Şarku’l Avsat’ın Independent Arabia’dan çevirdiği habere göre Yemen hükümeti, İran'ı, ‘Birleşmiş Milletler (BM) silah ambargosunu ihlal ederek Husileri İHA ve balistik füzeler gibi çeşitli silahlarla desteklemekle’ suçluyor. Buna karşın İran Devrim Muhafızları Ordusu (DMO) Genel Komutanı Hüseyin Selami, İran medyasına yaptığı açıklamada, Tahran'ın Husilerin kararlarını doğrudan kontrol ettiği iddialarını reddederek Husilerin kararlarını bağımsız bir şekilde aldıklarını vurguladı. Ancak Yemen hükümeti çevreleri İran'ın desteğinin Husilerin eylemlerinin ana kaynağı olduğunda ısrar ediyor.

Yemen hükümeti, ABD'nin hava saldırıları sonucunda Husilerin kontrolündeki limanlarda meydana gelen ağır kayıpların ardından ‘Husiler Yemen'e yıkım getiriyor’ etiketiyle (hashtag) bir sosyal medya kampanyası başlattı. Kampanyanın amacının ‘Husilerin suçlarını ifşa etmek ve ülke kaynaklarına verdikleri zararın boyutlarını ortaya koymak, altyapı ile ekonomik ve sivil tesislerin tahrip edilmesinden ve bunların savaş amacıyla kullanılmasından onları tamamen sorumlu tutmak’ olduğu belirtildi.

Husiler cuma günü, ABD'nin Yemen'in batısındaki Hudeyde ilinde bir petrol ihracatı limanına gece boyunca düzenlediği saldırılarda ölenlerin sayısının 80'e yükseldiğini ve bu sayının Washington'ın bir ay önce başlattığı yoğun hava saldırılarının en ölümcülü olduğunu açıkladılar.

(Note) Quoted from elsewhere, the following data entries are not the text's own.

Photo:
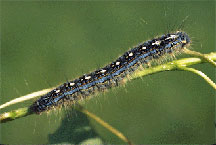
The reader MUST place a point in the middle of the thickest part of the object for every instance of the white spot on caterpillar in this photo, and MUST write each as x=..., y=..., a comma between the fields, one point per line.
x=144, y=47
x=87, y=77
x=131, y=54
x=117, y=63
x=103, y=71
x=156, y=43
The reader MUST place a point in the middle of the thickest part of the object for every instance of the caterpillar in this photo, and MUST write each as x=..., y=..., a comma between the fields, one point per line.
x=112, y=74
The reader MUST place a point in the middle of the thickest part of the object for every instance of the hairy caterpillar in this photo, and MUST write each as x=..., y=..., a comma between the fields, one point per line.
x=112, y=74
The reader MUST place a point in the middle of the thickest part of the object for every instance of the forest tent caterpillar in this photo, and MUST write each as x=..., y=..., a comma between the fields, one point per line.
x=112, y=74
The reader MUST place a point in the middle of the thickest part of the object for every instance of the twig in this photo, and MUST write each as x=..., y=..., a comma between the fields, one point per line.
x=201, y=74
x=104, y=124
x=198, y=54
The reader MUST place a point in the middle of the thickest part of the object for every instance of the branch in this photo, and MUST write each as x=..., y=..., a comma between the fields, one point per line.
x=180, y=64
x=174, y=65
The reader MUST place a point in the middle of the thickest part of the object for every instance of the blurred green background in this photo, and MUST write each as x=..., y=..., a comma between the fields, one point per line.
x=45, y=43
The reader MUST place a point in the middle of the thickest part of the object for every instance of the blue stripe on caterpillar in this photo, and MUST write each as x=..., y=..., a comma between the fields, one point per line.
x=112, y=74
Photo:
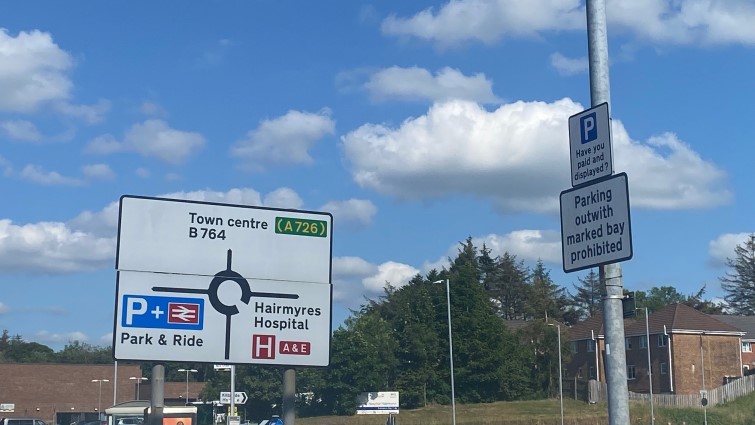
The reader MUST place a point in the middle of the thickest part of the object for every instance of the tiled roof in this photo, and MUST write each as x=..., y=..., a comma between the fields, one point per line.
x=744, y=323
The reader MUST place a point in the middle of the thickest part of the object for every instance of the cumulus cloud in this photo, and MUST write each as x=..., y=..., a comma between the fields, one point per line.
x=33, y=71
x=517, y=156
x=487, y=20
x=569, y=66
x=284, y=140
x=22, y=130
x=55, y=337
x=37, y=174
x=51, y=248
x=283, y=197
x=152, y=138
x=419, y=84
x=722, y=248
x=98, y=172
x=91, y=114
x=351, y=211
x=662, y=21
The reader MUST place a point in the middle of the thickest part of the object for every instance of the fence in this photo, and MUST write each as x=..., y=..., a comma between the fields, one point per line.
x=598, y=391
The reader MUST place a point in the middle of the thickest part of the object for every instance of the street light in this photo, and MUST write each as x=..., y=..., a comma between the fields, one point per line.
x=560, y=375
x=138, y=381
x=99, y=399
x=187, y=381
x=450, y=349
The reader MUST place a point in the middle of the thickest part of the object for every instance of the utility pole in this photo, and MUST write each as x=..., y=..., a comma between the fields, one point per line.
x=610, y=274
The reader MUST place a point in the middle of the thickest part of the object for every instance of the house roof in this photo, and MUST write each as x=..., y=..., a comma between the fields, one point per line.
x=744, y=323
x=676, y=318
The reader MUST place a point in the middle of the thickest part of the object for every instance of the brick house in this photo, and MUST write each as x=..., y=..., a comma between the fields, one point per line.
x=747, y=325
x=686, y=347
x=64, y=393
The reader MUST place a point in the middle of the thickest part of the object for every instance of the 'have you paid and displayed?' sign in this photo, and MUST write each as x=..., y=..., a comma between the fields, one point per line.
x=595, y=224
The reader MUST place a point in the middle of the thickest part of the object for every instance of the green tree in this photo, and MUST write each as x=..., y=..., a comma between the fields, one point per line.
x=739, y=281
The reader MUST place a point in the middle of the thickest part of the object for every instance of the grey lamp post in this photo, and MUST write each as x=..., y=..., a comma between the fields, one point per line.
x=138, y=382
x=450, y=350
x=99, y=398
x=560, y=374
x=188, y=371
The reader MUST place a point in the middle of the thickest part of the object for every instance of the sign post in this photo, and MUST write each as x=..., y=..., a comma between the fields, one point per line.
x=225, y=284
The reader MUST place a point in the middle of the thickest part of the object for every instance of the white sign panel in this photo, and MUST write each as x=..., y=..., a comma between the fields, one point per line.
x=378, y=403
x=239, y=397
x=590, y=145
x=595, y=224
x=227, y=284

Bu arada saldırılar şiddetlenmeye devam ederken, ABD ile İran arasındaki müzakereler Umman’ın başkenti Maskat'ın ardından Roma'da tüm hızıyla devam ediyor. Basında yer alan haberlerde, İran’ın Dini Lideri Ali Hamaney’in Suudi Arabistan Savunma Bakanı Prens Halid bin Selman'la bölgedeki birçok karmaşık meseleyi görüşmek üzere bir araya gelmesinin ardından gerilimin azalacağına dair umutlar ifade edildi.